Only then I realized that the way people live in Switzerland is not something you can take for granted and in the end made me move back.

I always hear people complain about the Swiss mindset and how they should be more like silicon valley. But what these people don't realize is the reason Switzerland is the way it is is because of the mindset.


That's one of the most pernicious things about the US tax system though. Because citizens get taxed by both the USA and the country they're in, it strongly disincentivises people from ever moving abroad (unless they revoke their US citizenship).

This leads to Americans never really discovering, en masse, what life in foreign countries can be like.
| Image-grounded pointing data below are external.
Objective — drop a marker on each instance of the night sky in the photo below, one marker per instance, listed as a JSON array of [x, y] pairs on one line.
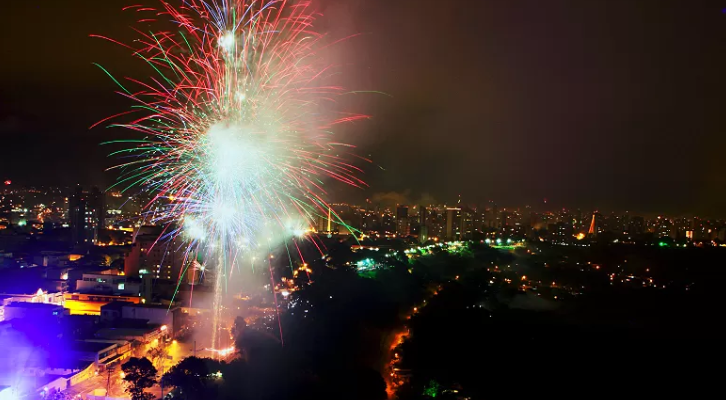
[[611, 104]]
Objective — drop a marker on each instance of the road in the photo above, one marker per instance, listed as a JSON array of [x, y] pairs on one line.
[[176, 352]]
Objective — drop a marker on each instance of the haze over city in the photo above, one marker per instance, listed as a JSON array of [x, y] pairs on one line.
[[361, 199]]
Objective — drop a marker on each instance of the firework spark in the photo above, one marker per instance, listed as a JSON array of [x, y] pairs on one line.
[[237, 130]]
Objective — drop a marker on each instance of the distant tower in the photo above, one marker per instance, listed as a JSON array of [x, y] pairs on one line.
[[403, 225], [453, 223], [594, 224], [86, 212]]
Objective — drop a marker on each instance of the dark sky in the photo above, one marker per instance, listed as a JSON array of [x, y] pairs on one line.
[[598, 103]]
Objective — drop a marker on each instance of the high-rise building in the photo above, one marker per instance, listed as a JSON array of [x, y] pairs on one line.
[[86, 215], [403, 225]]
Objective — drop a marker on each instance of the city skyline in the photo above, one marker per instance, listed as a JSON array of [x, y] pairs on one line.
[[596, 129]]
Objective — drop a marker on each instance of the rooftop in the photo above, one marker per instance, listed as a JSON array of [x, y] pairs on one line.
[[91, 347], [22, 304]]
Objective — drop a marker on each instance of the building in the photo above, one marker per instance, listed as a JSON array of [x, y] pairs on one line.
[[91, 304], [150, 256], [101, 352], [33, 311], [110, 284], [453, 223], [170, 317], [403, 225], [86, 214]]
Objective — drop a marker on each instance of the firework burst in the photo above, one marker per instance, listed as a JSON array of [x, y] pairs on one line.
[[237, 130]]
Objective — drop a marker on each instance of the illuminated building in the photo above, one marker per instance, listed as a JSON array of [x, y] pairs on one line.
[[169, 317], [106, 283], [90, 304], [150, 256], [637, 225], [86, 215], [403, 225], [453, 223]]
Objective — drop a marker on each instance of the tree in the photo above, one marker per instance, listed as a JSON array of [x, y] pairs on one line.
[[140, 374], [190, 377]]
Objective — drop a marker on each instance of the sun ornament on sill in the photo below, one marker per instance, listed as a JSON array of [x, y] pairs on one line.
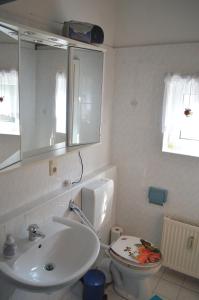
[[188, 112]]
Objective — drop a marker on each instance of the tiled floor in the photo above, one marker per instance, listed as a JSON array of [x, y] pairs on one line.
[[169, 285]]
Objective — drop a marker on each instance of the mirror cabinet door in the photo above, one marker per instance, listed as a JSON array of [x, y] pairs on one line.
[[85, 96], [10, 139], [43, 94]]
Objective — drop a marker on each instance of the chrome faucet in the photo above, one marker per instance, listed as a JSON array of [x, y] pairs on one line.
[[34, 232]]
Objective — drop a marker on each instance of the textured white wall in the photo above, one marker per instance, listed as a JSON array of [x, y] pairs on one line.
[[137, 140], [141, 22], [49, 14]]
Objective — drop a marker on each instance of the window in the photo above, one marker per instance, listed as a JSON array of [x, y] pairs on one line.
[[9, 103], [181, 115]]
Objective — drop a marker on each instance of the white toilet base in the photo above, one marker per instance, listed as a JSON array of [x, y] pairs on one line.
[[131, 284]]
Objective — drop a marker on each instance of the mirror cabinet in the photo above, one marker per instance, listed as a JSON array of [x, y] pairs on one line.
[[50, 94]]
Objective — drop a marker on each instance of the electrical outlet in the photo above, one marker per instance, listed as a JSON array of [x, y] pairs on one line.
[[52, 167]]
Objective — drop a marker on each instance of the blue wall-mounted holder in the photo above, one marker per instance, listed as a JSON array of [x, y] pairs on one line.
[[157, 196], [156, 298]]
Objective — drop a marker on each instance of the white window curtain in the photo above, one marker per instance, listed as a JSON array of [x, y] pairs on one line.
[[60, 102], [9, 102], [181, 92]]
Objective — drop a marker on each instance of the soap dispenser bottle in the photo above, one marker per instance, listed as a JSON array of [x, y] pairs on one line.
[[10, 247]]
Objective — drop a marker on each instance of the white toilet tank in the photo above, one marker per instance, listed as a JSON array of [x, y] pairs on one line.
[[97, 199]]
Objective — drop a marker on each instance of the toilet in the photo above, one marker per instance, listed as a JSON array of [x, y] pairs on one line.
[[130, 278]]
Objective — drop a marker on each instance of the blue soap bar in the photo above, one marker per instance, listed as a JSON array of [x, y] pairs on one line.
[[157, 195]]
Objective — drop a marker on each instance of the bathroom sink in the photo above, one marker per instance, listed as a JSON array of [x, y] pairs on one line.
[[68, 250]]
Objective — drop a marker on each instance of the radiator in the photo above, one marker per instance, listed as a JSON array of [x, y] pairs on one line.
[[180, 247]]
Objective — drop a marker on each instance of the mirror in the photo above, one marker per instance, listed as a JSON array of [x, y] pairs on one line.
[[43, 88], [50, 94], [9, 98], [85, 96]]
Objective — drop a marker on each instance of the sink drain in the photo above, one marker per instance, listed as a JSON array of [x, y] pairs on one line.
[[49, 267]]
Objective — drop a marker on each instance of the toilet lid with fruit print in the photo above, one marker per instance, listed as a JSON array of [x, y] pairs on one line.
[[136, 251]]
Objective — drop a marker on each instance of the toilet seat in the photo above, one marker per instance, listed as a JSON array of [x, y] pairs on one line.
[[120, 250]]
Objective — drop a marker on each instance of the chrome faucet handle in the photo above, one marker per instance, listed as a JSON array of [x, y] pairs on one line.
[[34, 232], [33, 228]]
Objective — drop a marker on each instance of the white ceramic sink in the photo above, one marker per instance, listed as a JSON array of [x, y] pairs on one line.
[[60, 259]]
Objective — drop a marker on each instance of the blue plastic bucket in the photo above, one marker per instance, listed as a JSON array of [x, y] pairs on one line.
[[94, 284]]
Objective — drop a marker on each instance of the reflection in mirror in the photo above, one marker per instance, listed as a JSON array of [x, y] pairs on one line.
[[85, 96], [43, 97], [9, 98]]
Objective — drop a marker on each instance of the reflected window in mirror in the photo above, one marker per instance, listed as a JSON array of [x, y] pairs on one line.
[[10, 140], [9, 107], [43, 96], [181, 115]]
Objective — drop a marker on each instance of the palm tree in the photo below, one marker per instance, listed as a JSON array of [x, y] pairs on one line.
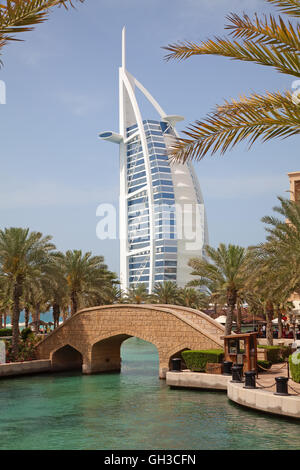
[[137, 294], [226, 268], [19, 16], [193, 298], [265, 41], [165, 293], [23, 256], [86, 277], [276, 268]]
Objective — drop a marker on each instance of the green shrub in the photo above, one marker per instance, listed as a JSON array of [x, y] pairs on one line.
[[295, 368], [196, 360], [264, 365], [6, 332], [273, 353], [26, 333], [285, 352]]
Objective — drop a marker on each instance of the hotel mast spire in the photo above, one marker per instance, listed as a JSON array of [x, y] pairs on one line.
[[124, 48]]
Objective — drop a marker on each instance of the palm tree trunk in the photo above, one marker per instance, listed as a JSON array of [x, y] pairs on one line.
[[239, 318], [37, 316], [73, 303], [17, 292], [280, 326], [56, 313], [269, 318], [231, 301], [65, 315], [27, 313]]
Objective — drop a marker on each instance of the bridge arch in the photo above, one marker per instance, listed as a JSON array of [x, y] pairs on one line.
[[97, 334], [66, 358]]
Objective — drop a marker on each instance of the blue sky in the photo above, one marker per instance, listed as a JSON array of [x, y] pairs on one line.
[[62, 90]]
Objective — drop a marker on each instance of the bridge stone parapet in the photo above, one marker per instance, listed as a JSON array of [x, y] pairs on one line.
[[91, 339]]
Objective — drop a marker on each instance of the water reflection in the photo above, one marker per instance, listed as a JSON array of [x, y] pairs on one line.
[[131, 410]]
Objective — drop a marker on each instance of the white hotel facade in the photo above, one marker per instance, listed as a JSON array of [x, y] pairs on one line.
[[162, 218]]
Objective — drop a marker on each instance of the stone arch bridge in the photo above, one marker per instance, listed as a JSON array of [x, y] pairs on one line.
[[91, 339]]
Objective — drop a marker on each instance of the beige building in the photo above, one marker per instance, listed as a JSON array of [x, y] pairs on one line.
[[294, 178]]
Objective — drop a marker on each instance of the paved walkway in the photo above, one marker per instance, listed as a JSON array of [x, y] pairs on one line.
[[266, 379]]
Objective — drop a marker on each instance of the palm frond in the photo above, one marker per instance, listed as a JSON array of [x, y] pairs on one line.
[[265, 118], [285, 61], [271, 32], [289, 7], [22, 15]]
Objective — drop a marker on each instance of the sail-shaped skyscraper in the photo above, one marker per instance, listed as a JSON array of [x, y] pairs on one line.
[[162, 215]]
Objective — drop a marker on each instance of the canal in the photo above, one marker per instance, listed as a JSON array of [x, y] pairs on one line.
[[132, 410]]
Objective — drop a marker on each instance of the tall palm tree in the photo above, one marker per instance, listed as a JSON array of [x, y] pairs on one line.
[[86, 276], [23, 256], [137, 294], [268, 41], [226, 268], [165, 293], [193, 298]]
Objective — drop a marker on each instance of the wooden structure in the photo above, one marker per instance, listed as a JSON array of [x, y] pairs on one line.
[[242, 349]]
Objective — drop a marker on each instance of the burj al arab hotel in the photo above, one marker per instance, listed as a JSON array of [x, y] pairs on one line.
[[162, 221]]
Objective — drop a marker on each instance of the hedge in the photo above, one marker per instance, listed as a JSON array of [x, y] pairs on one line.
[[6, 332], [273, 353], [295, 368], [196, 360], [264, 365]]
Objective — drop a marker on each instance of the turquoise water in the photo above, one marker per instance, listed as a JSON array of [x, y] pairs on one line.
[[132, 410]]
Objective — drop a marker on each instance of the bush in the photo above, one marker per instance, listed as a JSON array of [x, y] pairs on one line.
[[273, 353], [264, 365], [6, 332], [196, 360], [26, 333], [295, 368]]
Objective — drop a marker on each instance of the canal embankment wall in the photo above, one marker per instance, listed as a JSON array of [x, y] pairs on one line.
[[25, 368]]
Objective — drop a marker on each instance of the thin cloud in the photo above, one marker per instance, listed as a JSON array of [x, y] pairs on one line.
[[51, 194]]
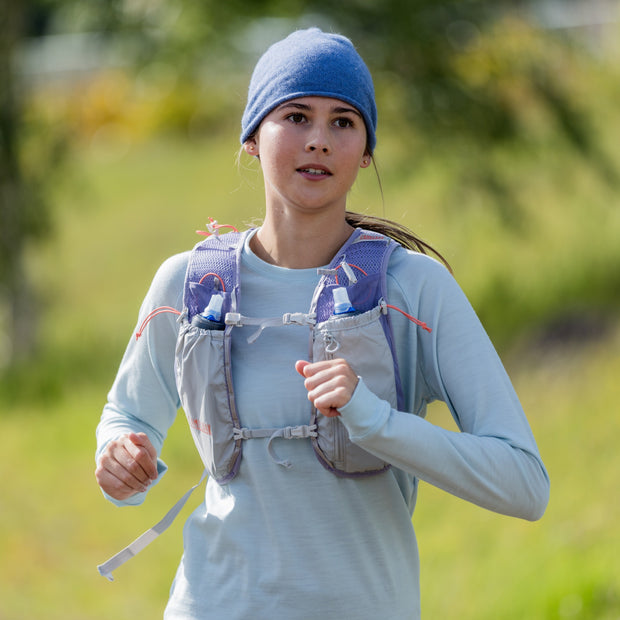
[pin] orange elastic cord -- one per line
(153, 314)
(213, 228)
(421, 324)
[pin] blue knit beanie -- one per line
(310, 63)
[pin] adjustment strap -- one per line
(289, 318)
(105, 569)
(288, 432)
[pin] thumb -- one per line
(300, 366)
(142, 440)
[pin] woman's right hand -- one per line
(127, 466)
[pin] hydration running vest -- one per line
(203, 359)
(203, 356)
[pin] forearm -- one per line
(493, 472)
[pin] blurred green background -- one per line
(498, 143)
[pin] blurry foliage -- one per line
(458, 81)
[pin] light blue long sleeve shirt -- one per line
(301, 543)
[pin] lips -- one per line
(314, 171)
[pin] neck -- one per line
(308, 244)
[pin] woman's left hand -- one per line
(330, 384)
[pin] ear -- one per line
(251, 147)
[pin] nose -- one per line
(318, 141)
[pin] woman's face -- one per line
(310, 150)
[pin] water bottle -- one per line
(211, 316)
(342, 303)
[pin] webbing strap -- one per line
(288, 432)
(289, 318)
(105, 569)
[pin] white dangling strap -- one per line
(105, 569)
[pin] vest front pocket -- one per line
(204, 383)
(361, 341)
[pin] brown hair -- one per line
(394, 230)
(401, 234)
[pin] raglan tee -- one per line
(301, 543)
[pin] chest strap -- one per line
(302, 431)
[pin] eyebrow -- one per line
(305, 106)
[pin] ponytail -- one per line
(401, 234)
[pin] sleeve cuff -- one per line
(365, 413)
(137, 498)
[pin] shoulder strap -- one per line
(214, 266)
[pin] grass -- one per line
(124, 212)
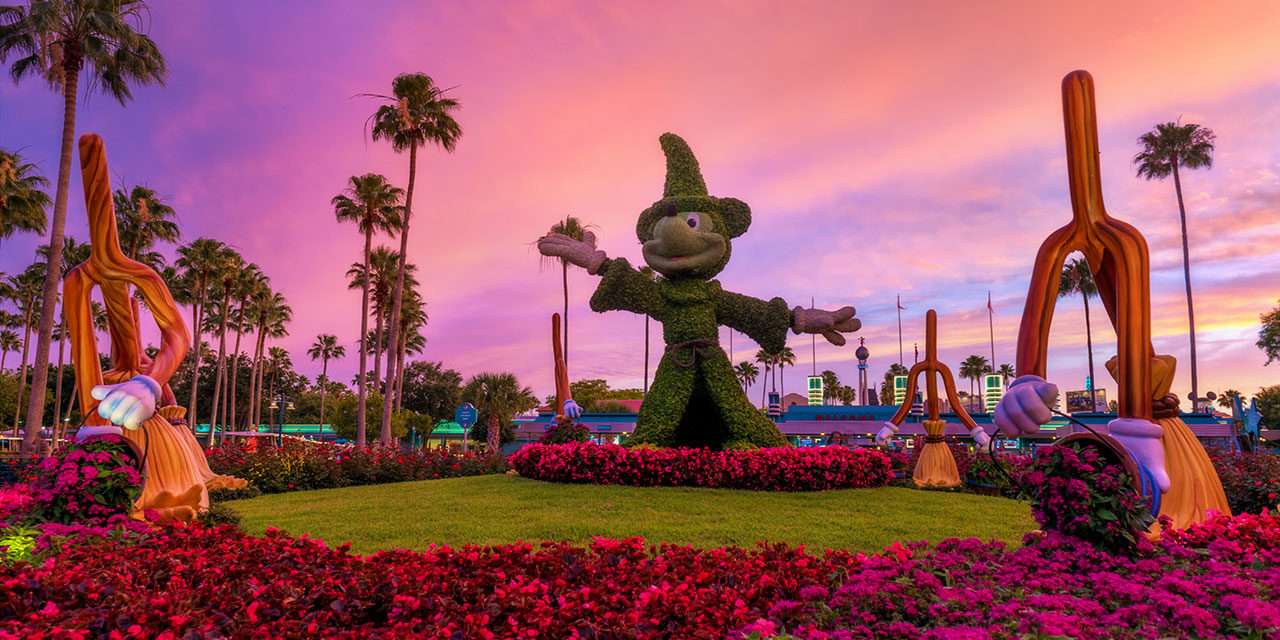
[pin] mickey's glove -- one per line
(1142, 438)
(1025, 405)
(571, 410)
(128, 403)
(981, 438)
(886, 432)
(580, 252)
(830, 324)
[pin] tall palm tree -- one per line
(498, 398)
(374, 205)
(22, 197)
(412, 320)
(8, 342)
(144, 219)
(55, 41)
(1164, 149)
(27, 288)
(324, 350)
(746, 374)
(250, 284)
(574, 228)
(653, 275)
(224, 287)
(767, 361)
(73, 255)
(973, 369)
(1078, 278)
(270, 315)
(786, 357)
(201, 263)
(417, 113)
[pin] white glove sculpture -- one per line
(886, 432)
(571, 410)
(1025, 405)
(830, 324)
(128, 403)
(579, 252)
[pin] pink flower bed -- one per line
(785, 469)
(1217, 580)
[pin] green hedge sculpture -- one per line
(695, 400)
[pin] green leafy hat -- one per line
(686, 191)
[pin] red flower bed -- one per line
(784, 469)
(1217, 580)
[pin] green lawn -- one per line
(498, 508)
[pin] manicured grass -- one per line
(498, 508)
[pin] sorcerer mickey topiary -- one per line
(695, 400)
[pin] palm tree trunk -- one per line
(222, 364)
(53, 277)
(565, 288)
(196, 356)
(324, 383)
(1088, 341)
(240, 330)
(647, 356)
(1187, 277)
(400, 373)
(378, 347)
(362, 396)
(398, 296)
(58, 384)
(22, 371)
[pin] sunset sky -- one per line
(891, 149)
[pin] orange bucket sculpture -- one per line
(1185, 487)
(176, 474)
(936, 467)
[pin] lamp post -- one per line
(280, 403)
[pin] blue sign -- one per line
(465, 415)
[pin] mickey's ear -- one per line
(736, 215)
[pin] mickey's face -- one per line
(688, 243)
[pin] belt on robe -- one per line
(690, 348)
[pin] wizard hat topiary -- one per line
(686, 191)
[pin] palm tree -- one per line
(574, 228)
(26, 293)
(419, 113)
(144, 219)
(270, 315)
(250, 284)
(746, 374)
(653, 275)
(22, 200)
(73, 255)
(412, 320)
(786, 357)
(1164, 149)
(55, 41)
(973, 368)
(202, 263)
(224, 280)
(374, 205)
(324, 350)
(1078, 278)
(767, 360)
(498, 397)
(8, 342)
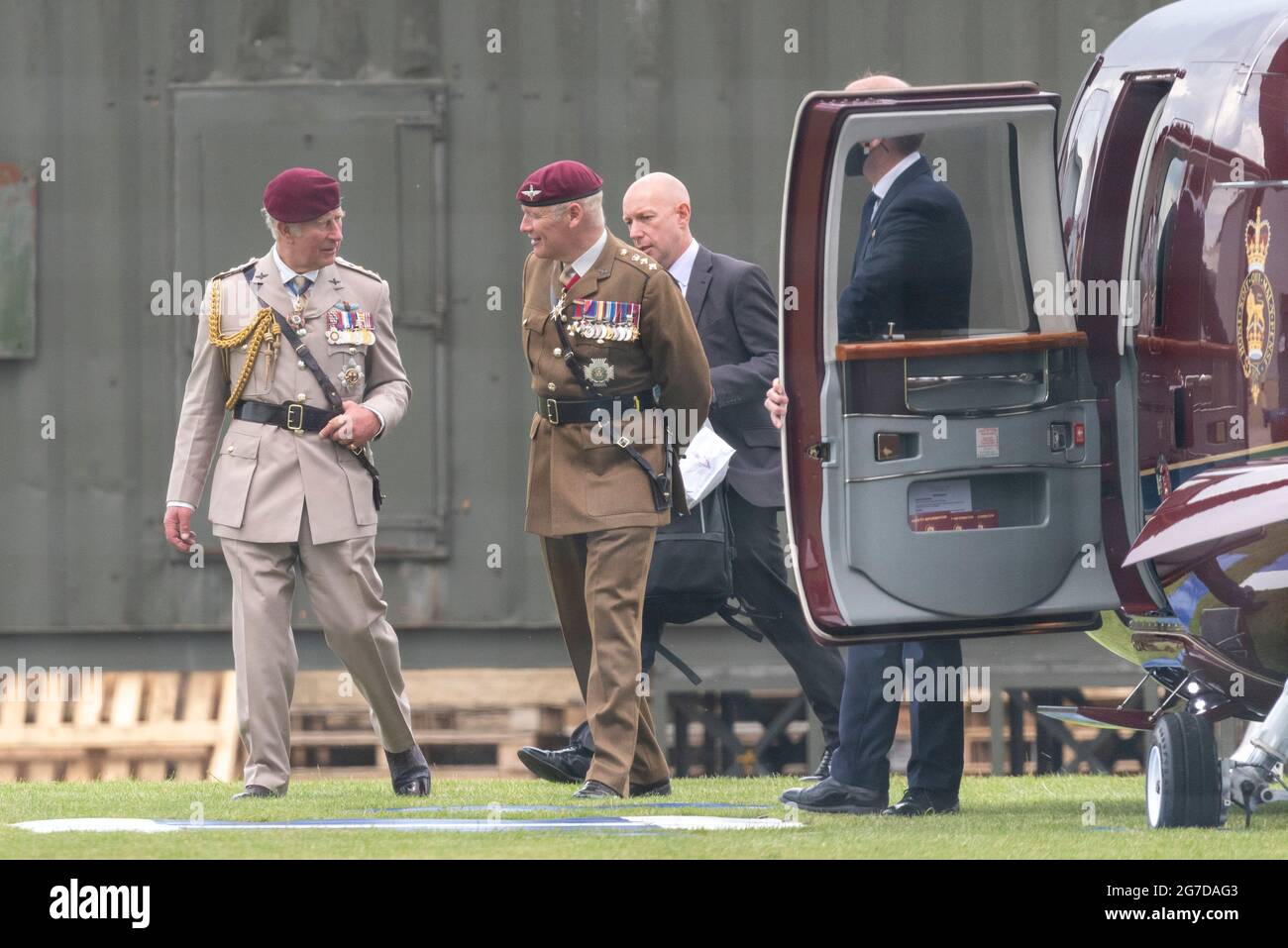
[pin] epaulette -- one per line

They're just tourist destinations.


not totally true, you are not taxed up to 100k while working abroad. see "Foreign Earned Income Exclusion".


This and unless your country of residence has lower tax rates than the US you merely end up filing, not paying the US. If the tax rate is lower, then the tax hit is what you'd pay in the US less the foreign tax credit. Only thing would be tax free income in your country of residence that is taxable in the US...


This is why I think visas are better than immigration - lessons return to the original country.


I moved out the US just for a few years. Almost a decade later I still haven't returned. And when I seriously contemplate picking my return date I see events in the news like Michael Brown, Tamir Rice, Sam Dubose and think why should I move back.


Wow you cherry-picked 3 examples (see confirmation bias) and thought stuff like that happens to every single person in America pulled over by a cop (in a nation of 300M+)?


It happens all the time in the Bay Area. Pretty much every week I have friends who are either witnesses or were very close to shootings or situations with police brutality. Hell I stayed there just for a few months and I saw firsthand a cop restraining a person with a boot up their face. I had never before seen anything like that, and I've been to some pretty violent places.